Un juge de Los Angeles a repoussé la requête avancée par les avocats d’Unocal, multinationale pétrolifère qui a son quartier général à El Segundo en Californie. Au cours du procès dans lequel Unocal doit se défendre des accusations de violation des droits humains, ils avaient demandé que la compagnie soit jugée non suivant les lois des Etats-Unis, mais selon les lois des Bermudes où se trouve son siège, ou bien selon celles de la Birmanie (Myanmar), pays où se déroulent les faits pour lesquels Unocal a été dénoncé devant un tribunal. Une requête plutôt étrange : ses avocats ont soutenu qu’il serait juste de considérer les faits imputés à Unocal – complicité en intimidation, violence et travaux forcés – sous le regard de ce qui est légal en Birmanie.
Les faits remontent à la première moitié des années 90, et le procès à Unocal, quand il commencera, portera devant un tribunal un des cas les plus scandaleux de répression militaire accompli par l’armée birmane, avec la complicité, - c’est tout du moins ce dont on l’accuse –, d’une société occidentale. Il s’agit du projet « Yadana », du nom du gisement de gaz naturel dans la mer d’Andaman, juste au large de la péninsule de Tenasserim, la langue de terre de la Birmanie sud orientale qui touche la Thaïlande.
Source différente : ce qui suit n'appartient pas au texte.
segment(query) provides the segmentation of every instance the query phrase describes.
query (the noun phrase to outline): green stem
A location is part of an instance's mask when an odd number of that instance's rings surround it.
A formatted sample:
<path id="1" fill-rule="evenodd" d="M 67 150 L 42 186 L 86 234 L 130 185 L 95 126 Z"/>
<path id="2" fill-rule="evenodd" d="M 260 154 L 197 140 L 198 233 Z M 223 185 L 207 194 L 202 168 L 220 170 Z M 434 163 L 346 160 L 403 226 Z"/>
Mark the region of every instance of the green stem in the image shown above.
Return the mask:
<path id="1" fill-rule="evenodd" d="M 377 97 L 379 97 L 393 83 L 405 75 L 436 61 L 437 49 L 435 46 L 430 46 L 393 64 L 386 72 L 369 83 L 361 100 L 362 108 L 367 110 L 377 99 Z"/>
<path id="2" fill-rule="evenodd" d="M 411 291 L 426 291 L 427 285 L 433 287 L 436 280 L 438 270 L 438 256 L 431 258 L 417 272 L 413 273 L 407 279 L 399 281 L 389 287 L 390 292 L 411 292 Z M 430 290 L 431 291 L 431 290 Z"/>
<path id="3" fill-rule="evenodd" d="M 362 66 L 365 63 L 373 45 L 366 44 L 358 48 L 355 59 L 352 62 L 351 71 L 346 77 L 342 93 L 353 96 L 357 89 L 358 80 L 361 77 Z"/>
Au début des années 90, la société française Total (qui n’était pas encore TotalFinaElf) s’est adjugé un contrat pour l’extraction du gaz et a attiré Unocal dans l’affaire. Le projet prévoyait aussi la construction d’un gazoduc pour transférer le gaz jusqu’à la côte du Golfe de Thaïlande, à travers la péninsule de Tenasserim. En 1993, la société Total-Unocal signe un accord avec la société d’Etat birmane, Myanma Oil and Gas Enterprise. L’affaire est estimée à 1,2 milliard de dollar. Le gazoduc a été posé entre 1995 et 1998, et ce sont des entreprises françaises, japonaises et italiennes qui ont effectué le travail.
Pour la population locale, il s’est agi d’une véritable tragédie. Pour préparer le terrain pour le passage du gazoduc, les militaires ont commencé à construire des routes à travers la jungle, à évacuer les villages le long de son tracé, à construire des logements pour les militaires qui s’installaient dans la zone, à construire des héliports. Les villages des pêcheurs ont été évacués par la force, des communautés de paysans ont été chassées de leurs champs. Parfois un village était pris par surprise, les cabanes étaient rasées au sol, et les hommes et les femmes de tous âges étaient enrôlés de force au service de l’armée. Entre 1993 et 1994, il a commencé à se produire un grand mouvement de populations, des communautés entières ont franchi la frontière pour se réfugier en Thaïlande afin d’échapper à une évacuation forcée. Jusqu’à ce que des syndicalistes exilés en Thaïlande tombe par hasard sur les villages des réfugiés dans la forêt. U Maung Maung, secrétaire de la fédération syndicale birmane (en exil) estime que 150.000 personnes ont été arrachées à leurs villages et contraintes à fuir.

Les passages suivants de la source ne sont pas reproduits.